Gleichermaßen wichtig ist es, therapiewillige Menschen in entsprechend betreutem Wohnraum unterzubringen. Daran mangelt es gerade im Bezirk erheblich. Der Bezirk setzt sich in allen Gremien für den Ausbau von Trägerwohnungen ein.

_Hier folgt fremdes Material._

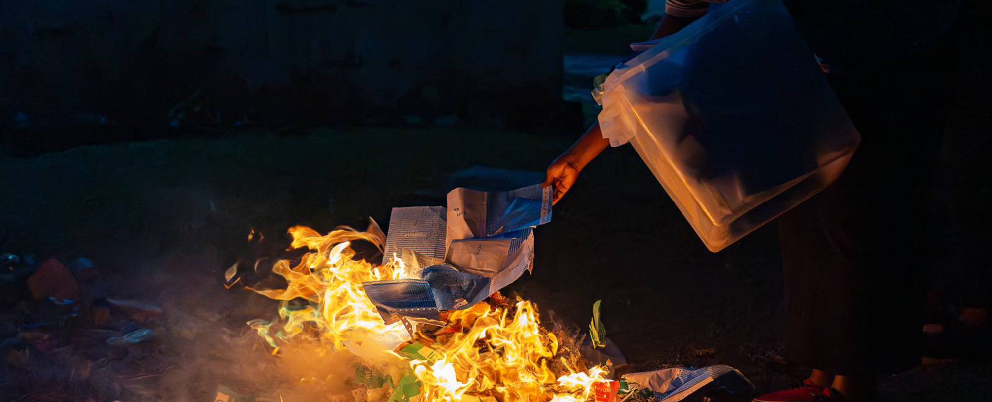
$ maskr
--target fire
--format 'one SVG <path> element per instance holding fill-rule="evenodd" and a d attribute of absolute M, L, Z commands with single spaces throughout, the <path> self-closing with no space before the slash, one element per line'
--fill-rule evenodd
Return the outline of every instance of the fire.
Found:
<path fill-rule="evenodd" d="M 385 236 L 373 221 L 367 231 L 338 227 L 320 235 L 309 227 L 290 229 L 292 247 L 308 247 L 295 265 L 282 260 L 273 272 L 286 279 L 286 289 L 255 290 L 280 300 L 279 318 L 253 320 L 271 347 L 297 338 L 316 339 L 326 351 L 347 349 L 370 367 L 394 375 L 407 372 L 420 382 L 421 402 L 486 400 L 499 402 L 587 400 L 592 384 L 604 380 L 602 367 L 581 369 L 574 350 L 562 353 L 560 340 L 541 326 L 536 306 L 481 302 L 450 311 L 444 328 L 420 326 L 414 338 L 402 323 L 386 325 L 365 296 L 362 282 L 407 277 L 403 262 L 385 266 L 355 259 L 352 241 L 368 241 L 382 249 Z M 291 304 L 302 299 L 307 303 Z M 419 355 L 404 356 L 400 347 L 417 341 Z M 387 367 L 383 367 L 386 365 Z M 395 378 L 394 378 L 395 381 Z M 369 390 L 369 402 L 377 402 Z M 377 398 L 388 395 L 375 394 Z"/>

  1. Inwieweit wurde mit Ärztevereinigungen und dem Senat Kontakt aufgenom­men, um hier die Situation nachhaltig zu verbessern?

 

Mit Ärztevereinigungen wurde bisher kein Kontakt aufgenommen. Das Bezirksamt beteiligt sich an allen Gremien zum Thema Obdachlose und strebt im Sinne von Kooperation eine gesamtstädtische Lösung an.

 

Seit 2015 können  Entbindungen im Rahmen des Notfallfonds zur Finanzierung von Ent­bindungen bei nicht krankenversicherten Unionsbürgerinnen über eine Kostenpauschale abgedeckt werden. Hierfür wurden  im Berliner Haushalt bisher 300 000 € im Jahr bereit­gestellt, ab dem Doppelhaushalt 2018/19 150 000 €. Die Senatsverwaltung Gesundheit, Pflege und Gleichstellung hat mit fast allen Berliner Geburtskliniken diesbezüglich Ver­träge abgeschlossen. Im Rahmen der Schwangerenbetreuung klären die Sozialarbeiterin­nen* des Zentrums für sexuelle Gesundheit und Familienplanung C-W die Möglichkeiten einer Krankenversicherung in Deutschland und stellen notfalls eine Kostenübernahme für die Entbindungskosten aus dem Notfallfonds aus. Dieses Angebot richtet sich auch an woh­nungslose Schwangere aus EU-Staaten, hauptsächlich aus Rumänien und Bulgarien. Aufgrund dieser Erfahrungen haben Mitarbeiterinnen des Zentrums für sexuelle Gesund­heit und Familienplanung im Rahmen einer Arbeitsgruppe bei Senatsverwaltung für Gesundheit, Pflege und Gleichstellung an einem Konzept zum  „Anonymen Krankenschein/Clearingstelle“  mitgearbeitet, dass gerade im Haus­haltsausschuss verabschiedet wird. Für den Doppelhaushalt 2018/2019 sollen dafür jähr­lich 700 000 € zur Verfügung gestellt werden. Die Clearingstelle soll Menschen ohne Krankenversicherung, d. h. auch obdachlose Unionsbürger/-innen ohne nachgewiesenen Krankenversicherungsschutz, beim Weg in die soziale Absicherung in das Krankenversi­cherungssystem unterstützen. Es ist jetzt schon bekannt, dass die eingestellten Mittel nicht ausreichend sein werden.

 

Auch die MalteserMigrantenMedizin bietet  im Bezirk eine medizinische Betreuung und Behandlung für Menschen ohne Krankenversicherung an. Dieses Angebot wird ebenfalls  von obdachlosen EU-Bürgern*, auch Familien, genutzt. Das Projekt wird durch bezirkliche Mittel mit finanziert.